Para Humberto Simonaio, dono de uma sorveteria em Muçum, não há dúvida: as enchentes que atingiram sua cidade no Sul do Brasil foram as “maiores da história”. A destruição ali assumiu proporções surpreendentes numa época de aquecimento global.
“Desde que nasci, nunca tive que sair de casa durante uma enchente”, disse ele à AFP.
Muçum foi a cidade mais afetada pelas chuvas excepcionais e ventos violentos que atingiram o estado do Rio Grande do Sul na semana passada.

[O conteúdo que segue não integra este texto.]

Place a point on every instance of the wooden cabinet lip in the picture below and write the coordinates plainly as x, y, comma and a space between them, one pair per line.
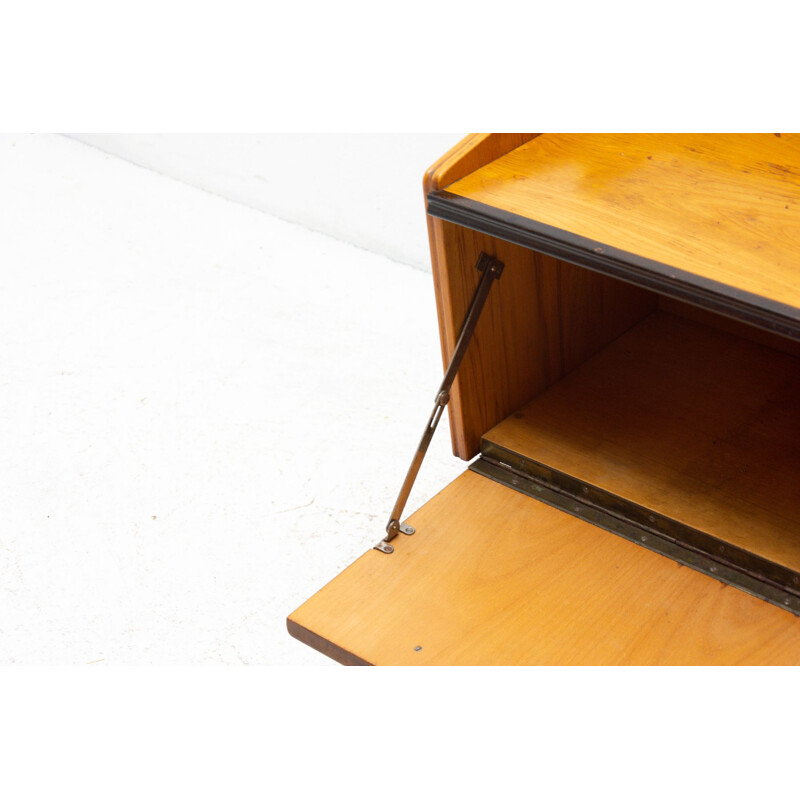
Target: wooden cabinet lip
663, 278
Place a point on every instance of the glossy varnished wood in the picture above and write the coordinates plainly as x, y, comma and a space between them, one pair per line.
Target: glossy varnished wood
495, 577
687, 420
542, 319
724, 208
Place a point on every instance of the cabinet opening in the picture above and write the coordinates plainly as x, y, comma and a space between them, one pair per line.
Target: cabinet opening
687, 415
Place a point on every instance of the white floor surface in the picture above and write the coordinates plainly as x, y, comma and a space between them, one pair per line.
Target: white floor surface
205, 413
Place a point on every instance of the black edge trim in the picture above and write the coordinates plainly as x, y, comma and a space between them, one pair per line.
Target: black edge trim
327, 648
651, 536
719, 297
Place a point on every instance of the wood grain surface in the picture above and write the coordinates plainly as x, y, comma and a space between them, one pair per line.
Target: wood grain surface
495, 577
683, 419
542, 319
725, 207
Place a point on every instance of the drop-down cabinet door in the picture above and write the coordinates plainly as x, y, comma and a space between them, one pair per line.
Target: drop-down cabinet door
493, 576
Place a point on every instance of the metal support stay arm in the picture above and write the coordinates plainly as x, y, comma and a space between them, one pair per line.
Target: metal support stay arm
491, 269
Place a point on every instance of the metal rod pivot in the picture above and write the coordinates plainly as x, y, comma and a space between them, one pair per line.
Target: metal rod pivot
491, 269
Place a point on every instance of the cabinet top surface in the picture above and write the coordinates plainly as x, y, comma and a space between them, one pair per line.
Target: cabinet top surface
723, 209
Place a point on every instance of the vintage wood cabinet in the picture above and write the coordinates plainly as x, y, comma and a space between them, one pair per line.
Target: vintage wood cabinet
630, 404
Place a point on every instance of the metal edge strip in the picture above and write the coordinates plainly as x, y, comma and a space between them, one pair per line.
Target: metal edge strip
754, 309
648, 537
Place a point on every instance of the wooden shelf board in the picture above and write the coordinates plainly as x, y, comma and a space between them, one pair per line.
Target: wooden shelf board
689, 421
713, 218
495, 577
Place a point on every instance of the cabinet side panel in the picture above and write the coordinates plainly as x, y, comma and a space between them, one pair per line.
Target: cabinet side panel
543, 318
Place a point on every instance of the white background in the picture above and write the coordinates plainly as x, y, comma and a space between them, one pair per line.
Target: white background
175, 66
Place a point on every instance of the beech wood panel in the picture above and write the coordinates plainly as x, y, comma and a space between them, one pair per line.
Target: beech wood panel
725, 207
475, 150
686, 420
542, 319
495, 577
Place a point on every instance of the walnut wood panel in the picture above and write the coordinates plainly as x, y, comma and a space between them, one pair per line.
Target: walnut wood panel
683, 419
542, 319
495, 577
724, 207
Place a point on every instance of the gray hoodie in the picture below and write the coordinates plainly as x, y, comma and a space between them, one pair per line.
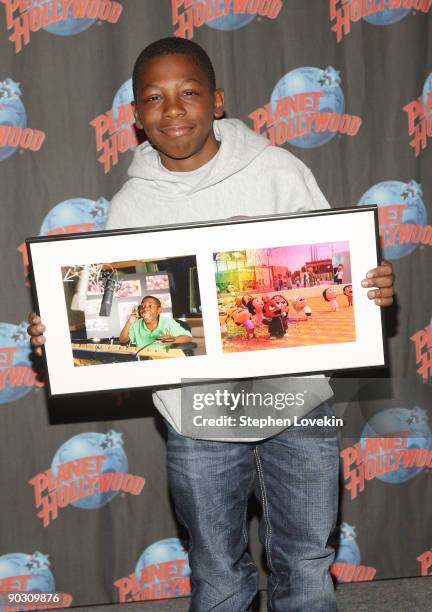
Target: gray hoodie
247, 177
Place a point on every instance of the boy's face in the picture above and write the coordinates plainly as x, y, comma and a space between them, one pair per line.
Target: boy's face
149, 310
176, 107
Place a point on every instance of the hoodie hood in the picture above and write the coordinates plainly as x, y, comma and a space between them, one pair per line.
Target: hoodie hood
239, 147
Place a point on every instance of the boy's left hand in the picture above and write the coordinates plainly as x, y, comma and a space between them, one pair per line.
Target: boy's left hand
381, 278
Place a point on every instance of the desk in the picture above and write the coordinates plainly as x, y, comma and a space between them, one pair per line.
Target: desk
92, 353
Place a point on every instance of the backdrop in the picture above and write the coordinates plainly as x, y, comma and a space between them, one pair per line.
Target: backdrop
66, 136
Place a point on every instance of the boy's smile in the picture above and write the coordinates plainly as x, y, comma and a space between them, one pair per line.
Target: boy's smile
175, 107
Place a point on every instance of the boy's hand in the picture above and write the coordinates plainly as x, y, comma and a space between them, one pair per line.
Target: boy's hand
36, 330
381, 278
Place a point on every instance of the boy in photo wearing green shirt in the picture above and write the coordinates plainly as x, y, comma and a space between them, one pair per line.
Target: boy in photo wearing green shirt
148, 325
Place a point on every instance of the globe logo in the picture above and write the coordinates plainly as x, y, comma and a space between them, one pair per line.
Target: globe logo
390, 193
15, 363
12, 112
75, 215
162, 551
36, 566
348, 552
312, 80
232, 21
387, 15
93, 444
67, 27
397, 420
427, 89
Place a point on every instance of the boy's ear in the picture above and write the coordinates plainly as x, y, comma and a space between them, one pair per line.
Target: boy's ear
138, 121
219, 102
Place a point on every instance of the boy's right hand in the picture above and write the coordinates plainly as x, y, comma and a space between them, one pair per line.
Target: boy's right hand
36, 330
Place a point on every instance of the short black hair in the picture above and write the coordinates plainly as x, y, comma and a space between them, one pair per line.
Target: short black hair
174, 45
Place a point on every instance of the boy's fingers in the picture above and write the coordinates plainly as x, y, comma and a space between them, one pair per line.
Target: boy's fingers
382, 297
37, 340
33, 318
384, 269
36, 330
378, 281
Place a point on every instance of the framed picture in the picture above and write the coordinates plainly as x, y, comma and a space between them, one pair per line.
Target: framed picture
219, 300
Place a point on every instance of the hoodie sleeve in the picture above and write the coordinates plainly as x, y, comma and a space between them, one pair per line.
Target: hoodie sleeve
317, 196
119, 216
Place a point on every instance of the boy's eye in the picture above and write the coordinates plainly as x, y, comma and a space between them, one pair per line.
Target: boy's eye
152, 98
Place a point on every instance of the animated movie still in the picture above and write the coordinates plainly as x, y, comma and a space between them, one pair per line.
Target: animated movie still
284, 297
134, 310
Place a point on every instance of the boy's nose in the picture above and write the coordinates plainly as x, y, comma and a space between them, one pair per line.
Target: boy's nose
174, 108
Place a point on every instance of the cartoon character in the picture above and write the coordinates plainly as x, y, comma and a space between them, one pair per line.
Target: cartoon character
348, 292
300, 304
339, 274
255, 306
242, 318
284, 306
330, 295
273, 318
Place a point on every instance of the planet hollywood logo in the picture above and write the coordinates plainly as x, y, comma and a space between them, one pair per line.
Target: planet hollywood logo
61, 17
162, 572
401, 215
114, 130
70, 217
13, 121
423, 349
220, 14
425, 560
17, 377
419, 113
306, 109
23, 573
377, 12
395, 446
347, 567
87, 472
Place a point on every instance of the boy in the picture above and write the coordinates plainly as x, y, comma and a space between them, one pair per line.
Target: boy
196, 169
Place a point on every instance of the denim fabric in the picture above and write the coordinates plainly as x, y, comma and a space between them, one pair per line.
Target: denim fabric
295, 477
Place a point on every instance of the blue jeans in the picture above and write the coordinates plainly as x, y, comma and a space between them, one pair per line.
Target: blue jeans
295, 477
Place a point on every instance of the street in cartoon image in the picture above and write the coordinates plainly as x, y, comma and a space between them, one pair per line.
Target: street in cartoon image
285, 296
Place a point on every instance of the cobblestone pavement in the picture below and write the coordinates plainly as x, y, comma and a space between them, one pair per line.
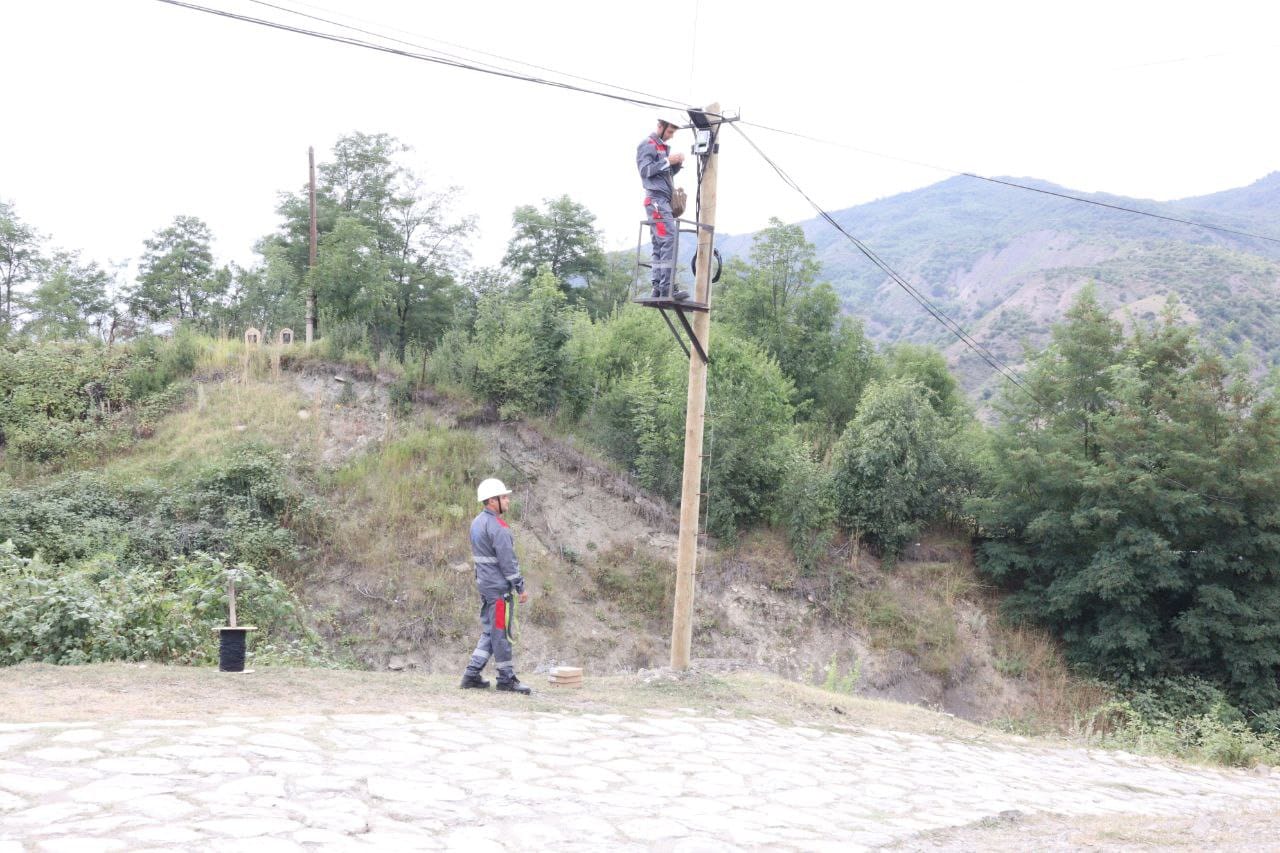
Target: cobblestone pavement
672, 781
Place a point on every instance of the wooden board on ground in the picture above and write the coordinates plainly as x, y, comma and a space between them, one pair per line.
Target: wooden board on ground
566, 676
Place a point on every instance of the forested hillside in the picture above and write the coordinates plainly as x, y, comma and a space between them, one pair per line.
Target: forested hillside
1123, 496
1006, 263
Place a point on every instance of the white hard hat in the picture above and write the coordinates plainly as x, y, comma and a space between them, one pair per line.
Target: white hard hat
490, 488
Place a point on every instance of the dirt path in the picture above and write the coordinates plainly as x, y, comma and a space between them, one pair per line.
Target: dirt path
487, 771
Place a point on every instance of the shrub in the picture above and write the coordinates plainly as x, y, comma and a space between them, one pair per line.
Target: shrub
95, 610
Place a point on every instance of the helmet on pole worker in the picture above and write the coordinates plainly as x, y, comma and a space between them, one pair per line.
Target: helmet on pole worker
498, 580
490, 488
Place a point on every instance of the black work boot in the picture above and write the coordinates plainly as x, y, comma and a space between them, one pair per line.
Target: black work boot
513, 685
472, 680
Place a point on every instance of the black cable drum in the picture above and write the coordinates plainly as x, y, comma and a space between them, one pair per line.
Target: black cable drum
231, 652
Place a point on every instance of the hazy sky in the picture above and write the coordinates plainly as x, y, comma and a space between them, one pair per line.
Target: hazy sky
120, 114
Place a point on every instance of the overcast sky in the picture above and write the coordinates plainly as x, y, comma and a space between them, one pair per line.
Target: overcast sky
120, 114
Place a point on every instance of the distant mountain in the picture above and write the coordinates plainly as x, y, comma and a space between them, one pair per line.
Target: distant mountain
1005, 263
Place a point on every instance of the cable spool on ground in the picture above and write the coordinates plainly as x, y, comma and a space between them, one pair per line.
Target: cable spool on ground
232, 648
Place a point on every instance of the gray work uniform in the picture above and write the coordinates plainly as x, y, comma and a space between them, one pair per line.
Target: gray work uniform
497, 573
657, 178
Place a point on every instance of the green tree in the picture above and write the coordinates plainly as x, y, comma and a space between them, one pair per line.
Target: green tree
1136, 506
177, 279
775, 301
71, 299
517, 349
388, 246
926, 365
890, 465
19, 259
604, 293
562, 236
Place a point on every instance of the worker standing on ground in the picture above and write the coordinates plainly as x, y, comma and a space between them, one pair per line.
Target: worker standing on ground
658, 168
498, 580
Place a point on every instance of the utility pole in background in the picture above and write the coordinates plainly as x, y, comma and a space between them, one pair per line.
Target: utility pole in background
690, 492
311, 258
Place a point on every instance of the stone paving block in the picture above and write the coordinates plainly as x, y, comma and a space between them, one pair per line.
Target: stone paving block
78, 735
483, 839
216, 763
138, 765
401, 789
64, 753
10, 802
246, 828
28, 784
86, 844
165, 835
165, 807
321, 781
115, 789
652, 829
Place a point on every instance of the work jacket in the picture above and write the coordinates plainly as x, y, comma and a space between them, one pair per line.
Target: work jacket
656, 170
494, 552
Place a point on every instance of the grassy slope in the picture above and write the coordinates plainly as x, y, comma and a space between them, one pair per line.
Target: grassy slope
387, 574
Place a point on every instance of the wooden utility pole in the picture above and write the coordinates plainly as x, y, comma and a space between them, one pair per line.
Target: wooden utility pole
690, 492
311, 256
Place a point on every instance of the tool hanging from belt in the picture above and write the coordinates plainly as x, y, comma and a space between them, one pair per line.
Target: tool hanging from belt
504, 615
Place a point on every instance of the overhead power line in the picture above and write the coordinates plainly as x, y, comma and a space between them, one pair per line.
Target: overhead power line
993, 361
1019, 186
470, 50
933, 310
439, 59
645, 100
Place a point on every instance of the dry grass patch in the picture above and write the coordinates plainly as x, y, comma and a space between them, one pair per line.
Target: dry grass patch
219, 416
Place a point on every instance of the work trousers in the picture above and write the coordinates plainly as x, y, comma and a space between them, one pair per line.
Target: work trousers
663, 233
493, 643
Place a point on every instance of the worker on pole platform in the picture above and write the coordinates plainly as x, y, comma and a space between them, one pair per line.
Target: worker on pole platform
499, 582
658, 168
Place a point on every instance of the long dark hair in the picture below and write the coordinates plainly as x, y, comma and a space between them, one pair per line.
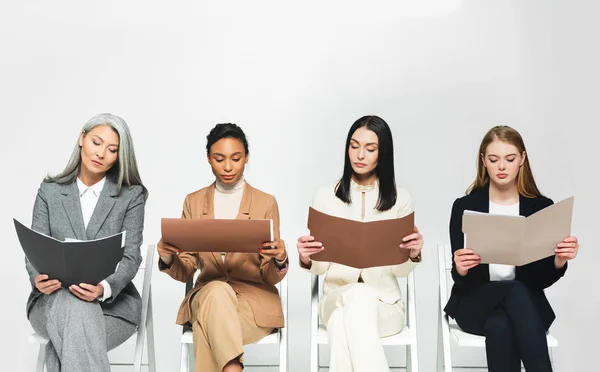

Resultados: pelo menos 47 mortos, outros tantos desaparecidos e enormes danos.
Uma semana depois da passagem do ciclone, continuam os trabalhos de limpeza nas ruas lamacentas desta cidade de 4.600 habitantes, onde dezasseis pessoas morreram e o centro não passa de um amontoado de ruínas.
“As vidas humanas são seriamente afetadas pelo aquecimento excessivo da atmosfera do planeta, que resulta em eventos extremos em diversas partes do mundo”, explica Dakir Larara Machado da Silva, professor de climatologia da Universidade Federal do Rio Grande do Sul.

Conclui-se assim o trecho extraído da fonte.